Hai due figli, sei sposata, sono un’artista per questo la famiglia mi ha sempre
giustificata ho diritto ad essere strana, non sappiamo nulla di noi, che non
corra sulle labbra dei parenti, come una brezza non richiesta che passa dalla
finestra, come spifferi sotto la porta, il resto di una storia. Mi hanno detto
che tu sei finita in ospedale, ho telefonato, mi sono informata su cosa era
accaduto, mi distillavano parole nell’orecchio, goccia a goccia passavano alla
gola, e un resoconto monocorde e preciso con pause equidistanti come fermate
d’autobus cominciava a viaggiare a ritroso nella mia mente, e l’ultima fermata
dove sono scesa c’eri tu. C’eravamo
noi. Ancora ferme ad aspettarci. Chiedo il tuo numero di cellulare, prima di
ritirare il piede affondato nelle sabbie mobili del passato, una macchina del
tempo che inizialmente e senza sentimento mi fa scorrere davanti ogni sorta di
avvenimento, finché torno bambina, e quella bambina si lamenta, forse della tua
assenza, perché il mio passato è legato a te. Stai meglio. Hai rischiato
grosso. Chiamerò. Ma finisce che ci scriviamo messaggi, forse la voce ora
sarebbe troppo, ma digitiamo il necessario per creare il presupposto di
un’altra giornata insieme.

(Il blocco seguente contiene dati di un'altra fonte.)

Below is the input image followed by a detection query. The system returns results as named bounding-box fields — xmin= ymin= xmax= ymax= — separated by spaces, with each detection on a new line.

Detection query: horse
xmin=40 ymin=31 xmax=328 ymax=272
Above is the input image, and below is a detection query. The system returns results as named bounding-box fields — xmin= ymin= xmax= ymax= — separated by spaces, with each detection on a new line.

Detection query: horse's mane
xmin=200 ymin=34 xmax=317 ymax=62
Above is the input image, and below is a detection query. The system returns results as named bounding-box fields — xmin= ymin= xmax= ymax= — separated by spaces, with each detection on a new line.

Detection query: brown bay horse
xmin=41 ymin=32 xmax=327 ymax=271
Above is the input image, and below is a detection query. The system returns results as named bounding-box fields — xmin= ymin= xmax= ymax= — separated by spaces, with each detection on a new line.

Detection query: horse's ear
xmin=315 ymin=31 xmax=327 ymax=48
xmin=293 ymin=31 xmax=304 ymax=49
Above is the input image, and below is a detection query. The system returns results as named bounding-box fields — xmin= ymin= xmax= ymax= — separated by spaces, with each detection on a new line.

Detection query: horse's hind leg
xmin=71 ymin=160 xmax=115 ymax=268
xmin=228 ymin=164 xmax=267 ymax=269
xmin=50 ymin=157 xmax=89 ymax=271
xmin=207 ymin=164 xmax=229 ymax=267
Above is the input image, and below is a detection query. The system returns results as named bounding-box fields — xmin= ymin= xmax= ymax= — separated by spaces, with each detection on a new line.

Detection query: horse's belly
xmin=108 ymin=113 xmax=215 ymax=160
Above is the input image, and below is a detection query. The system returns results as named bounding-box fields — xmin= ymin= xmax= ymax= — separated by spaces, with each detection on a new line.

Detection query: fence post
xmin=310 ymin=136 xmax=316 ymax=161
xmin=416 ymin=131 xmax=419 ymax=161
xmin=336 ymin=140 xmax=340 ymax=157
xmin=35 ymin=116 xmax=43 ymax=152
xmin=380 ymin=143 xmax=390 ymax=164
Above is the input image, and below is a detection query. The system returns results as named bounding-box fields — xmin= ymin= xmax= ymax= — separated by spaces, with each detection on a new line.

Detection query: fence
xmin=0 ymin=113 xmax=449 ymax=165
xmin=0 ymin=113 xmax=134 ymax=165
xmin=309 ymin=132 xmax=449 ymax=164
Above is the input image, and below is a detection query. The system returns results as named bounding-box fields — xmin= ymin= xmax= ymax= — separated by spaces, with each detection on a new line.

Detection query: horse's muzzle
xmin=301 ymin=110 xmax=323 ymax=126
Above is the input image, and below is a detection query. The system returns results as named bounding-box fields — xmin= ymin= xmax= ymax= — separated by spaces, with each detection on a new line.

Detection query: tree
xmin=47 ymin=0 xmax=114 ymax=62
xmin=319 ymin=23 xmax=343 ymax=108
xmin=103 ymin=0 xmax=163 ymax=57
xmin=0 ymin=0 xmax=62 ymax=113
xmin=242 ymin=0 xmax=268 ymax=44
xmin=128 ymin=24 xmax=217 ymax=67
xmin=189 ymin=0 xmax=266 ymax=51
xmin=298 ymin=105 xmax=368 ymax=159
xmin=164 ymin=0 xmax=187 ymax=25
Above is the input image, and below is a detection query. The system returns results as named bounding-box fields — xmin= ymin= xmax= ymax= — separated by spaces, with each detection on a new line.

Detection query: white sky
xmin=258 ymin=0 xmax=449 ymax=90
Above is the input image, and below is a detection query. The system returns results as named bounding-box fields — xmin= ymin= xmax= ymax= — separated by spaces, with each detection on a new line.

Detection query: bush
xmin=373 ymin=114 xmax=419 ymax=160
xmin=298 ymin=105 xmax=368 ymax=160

E come il vento mi sei entrata ancora dentro. Nel
frattempo compie cent’anni nostro nonno. Ci sarai al suo compleanno? Penso
di no. Vuoi entrare Eloisa, no resto qui, è meglio così. Non capisci,
non è esserci ai compleanni, a Pasqua a
Natale, è che non ti accada nulla di
male. E’ che non ti accada mai nulla di male.